A Review of Estuaries: Poems by Jason Kirkey with photography by James Liter
Review by: Denise Low, Kansas Poet Laureate 2007 – 2009. Author of: Words of a Prairie Alchemist and Thailand Journal
Poet Jason Kirkey teams with photographer James Liter to create a meditation on river landscapes in Estuaries: Poems (Hiraeth Press, 2011). This accessible book has many moments of genuine transcendence. Kirkey opens the poem “Ravens through Cedar Trees” with the arresting description: “Three ravens flying through cedar trees/ carry the morning on their back.” This is particular and universal at once — just at the edge of parable. He continues with this arresting imagery: “The sound of their beating wings — Broad enough to write a sacred text / And deep enough for silence” These focused views, parallel to the photographer’s lens, gives visual and sound dimensions to the suspended moment. “The Riverway” also uses sounds effectively — “The sound of the Riverway / through the water-mind, curves/ riparian— rushes and willow shoots.” The repetition of “R” and “SH” sounds mimic the river’s natural sounds.

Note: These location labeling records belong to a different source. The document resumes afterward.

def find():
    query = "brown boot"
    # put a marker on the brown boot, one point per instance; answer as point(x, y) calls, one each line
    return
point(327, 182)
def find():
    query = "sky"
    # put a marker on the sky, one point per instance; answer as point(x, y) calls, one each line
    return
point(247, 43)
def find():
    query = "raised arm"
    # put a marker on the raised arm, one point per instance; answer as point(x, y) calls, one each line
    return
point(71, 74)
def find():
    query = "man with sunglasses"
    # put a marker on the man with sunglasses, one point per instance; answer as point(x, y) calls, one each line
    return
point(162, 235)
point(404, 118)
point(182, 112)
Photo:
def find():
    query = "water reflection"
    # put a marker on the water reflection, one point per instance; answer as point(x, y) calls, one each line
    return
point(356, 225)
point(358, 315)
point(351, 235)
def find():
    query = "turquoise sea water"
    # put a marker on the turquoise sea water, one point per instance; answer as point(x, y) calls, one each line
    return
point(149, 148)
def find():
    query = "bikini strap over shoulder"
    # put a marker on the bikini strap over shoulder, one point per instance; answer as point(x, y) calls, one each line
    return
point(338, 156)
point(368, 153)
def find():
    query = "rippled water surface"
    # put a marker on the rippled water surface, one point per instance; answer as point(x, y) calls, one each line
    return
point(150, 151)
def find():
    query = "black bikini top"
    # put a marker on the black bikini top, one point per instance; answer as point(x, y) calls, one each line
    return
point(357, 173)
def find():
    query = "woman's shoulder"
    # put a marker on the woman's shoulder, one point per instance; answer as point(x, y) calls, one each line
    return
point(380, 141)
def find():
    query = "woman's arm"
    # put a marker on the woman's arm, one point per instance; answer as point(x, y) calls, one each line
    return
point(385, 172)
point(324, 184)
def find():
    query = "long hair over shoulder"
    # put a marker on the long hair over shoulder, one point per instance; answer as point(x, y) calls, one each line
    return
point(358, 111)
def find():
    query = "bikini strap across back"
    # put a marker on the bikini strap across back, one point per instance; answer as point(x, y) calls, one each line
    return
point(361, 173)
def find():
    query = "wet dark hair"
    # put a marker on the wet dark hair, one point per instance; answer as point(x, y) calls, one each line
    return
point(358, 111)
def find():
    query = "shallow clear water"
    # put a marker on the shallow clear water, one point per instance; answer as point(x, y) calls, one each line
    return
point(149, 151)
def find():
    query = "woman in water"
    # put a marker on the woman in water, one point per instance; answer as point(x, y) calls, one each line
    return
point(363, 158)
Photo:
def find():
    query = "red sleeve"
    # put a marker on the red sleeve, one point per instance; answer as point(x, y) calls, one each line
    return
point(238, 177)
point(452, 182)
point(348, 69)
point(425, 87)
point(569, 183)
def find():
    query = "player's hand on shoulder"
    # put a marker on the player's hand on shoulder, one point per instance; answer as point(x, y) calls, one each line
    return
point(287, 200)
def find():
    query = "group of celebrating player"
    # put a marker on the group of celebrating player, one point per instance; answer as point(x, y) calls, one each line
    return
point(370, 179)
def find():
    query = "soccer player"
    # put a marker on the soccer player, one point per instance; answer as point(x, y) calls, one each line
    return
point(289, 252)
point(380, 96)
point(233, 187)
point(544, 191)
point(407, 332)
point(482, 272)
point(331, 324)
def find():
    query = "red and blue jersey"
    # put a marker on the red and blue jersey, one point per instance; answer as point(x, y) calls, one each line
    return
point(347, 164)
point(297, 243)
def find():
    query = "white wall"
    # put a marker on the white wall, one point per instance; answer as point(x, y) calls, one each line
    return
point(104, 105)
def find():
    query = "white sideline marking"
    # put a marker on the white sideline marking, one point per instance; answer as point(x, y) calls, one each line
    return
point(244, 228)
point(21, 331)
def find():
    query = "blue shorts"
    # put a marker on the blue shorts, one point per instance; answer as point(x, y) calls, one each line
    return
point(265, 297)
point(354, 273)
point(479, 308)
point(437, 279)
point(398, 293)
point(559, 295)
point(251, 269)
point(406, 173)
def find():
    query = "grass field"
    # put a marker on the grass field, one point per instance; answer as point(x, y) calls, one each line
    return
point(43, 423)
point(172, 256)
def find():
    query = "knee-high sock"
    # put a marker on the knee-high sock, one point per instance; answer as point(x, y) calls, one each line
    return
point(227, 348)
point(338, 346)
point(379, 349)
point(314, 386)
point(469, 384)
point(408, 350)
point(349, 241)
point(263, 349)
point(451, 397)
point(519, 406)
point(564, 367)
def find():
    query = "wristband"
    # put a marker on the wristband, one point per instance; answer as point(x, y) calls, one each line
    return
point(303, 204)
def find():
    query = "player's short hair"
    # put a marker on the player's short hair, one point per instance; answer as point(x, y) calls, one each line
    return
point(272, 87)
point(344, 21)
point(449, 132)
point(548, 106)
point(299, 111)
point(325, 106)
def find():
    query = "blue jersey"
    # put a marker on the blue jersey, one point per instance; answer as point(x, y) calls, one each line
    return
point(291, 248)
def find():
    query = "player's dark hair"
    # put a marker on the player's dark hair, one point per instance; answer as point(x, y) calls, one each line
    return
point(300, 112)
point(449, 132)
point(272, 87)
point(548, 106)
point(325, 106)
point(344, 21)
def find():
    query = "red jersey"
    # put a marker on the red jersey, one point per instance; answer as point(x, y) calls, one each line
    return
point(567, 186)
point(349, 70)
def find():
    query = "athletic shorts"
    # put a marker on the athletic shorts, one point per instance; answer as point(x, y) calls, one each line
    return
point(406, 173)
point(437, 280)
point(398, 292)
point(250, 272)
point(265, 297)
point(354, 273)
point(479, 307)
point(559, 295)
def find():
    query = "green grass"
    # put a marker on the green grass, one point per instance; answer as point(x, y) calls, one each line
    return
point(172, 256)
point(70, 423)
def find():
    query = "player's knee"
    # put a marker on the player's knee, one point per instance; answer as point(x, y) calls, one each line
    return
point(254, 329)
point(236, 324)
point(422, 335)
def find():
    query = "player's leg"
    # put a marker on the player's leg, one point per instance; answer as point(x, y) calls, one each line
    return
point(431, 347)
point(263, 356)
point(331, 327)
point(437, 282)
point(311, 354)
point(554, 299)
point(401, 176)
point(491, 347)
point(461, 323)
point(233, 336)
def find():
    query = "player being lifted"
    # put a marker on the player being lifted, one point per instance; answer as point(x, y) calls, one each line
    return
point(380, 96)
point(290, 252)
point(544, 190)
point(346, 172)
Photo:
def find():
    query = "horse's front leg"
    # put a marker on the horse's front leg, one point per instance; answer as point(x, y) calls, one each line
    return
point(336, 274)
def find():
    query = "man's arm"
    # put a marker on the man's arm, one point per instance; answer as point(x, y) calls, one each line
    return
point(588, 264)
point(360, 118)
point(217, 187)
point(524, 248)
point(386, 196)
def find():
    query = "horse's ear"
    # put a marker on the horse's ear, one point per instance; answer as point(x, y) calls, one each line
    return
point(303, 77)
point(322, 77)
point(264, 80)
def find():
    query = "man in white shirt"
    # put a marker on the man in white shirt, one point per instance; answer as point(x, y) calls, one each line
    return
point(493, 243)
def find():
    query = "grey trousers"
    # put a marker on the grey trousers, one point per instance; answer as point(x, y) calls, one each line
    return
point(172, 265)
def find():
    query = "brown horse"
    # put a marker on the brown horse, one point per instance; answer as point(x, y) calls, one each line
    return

Selfless meditation informs the verse — focus is on the observation, not the observer. The poet describes connections between nature and consciousness in direct, descriptive terms — without cleverness nor games that return the gaze to the poet. The last section, “No Nature,” confirms the underlying alignment with Buddhist principles. The poem “Buddhing” ends with the idea of sidestepping the business of poetry to offer it, instead, back to nature: “still not writing it down, but shouting / our best poetry dissolving in the sky.” Kirkey is at his best when he lets images carry the poems, like here, when the poem returns human actions to context of nature in the form of the sky. The guiding metaphor of the book, estuaries — a place of mingling salt and fresh water — is expressed here as the mingling of human nature and non-human nature.
James Liter’s photographs are amazing. Breathtaking. Stunning. He is a master of light, mist, water spray, colors, and composition. No person appears in any of them, yet each has a narrative. Each is intimate and dramatic. The text and images tandem to create a volume that offers a spiritual retreat in the form of book-meditation.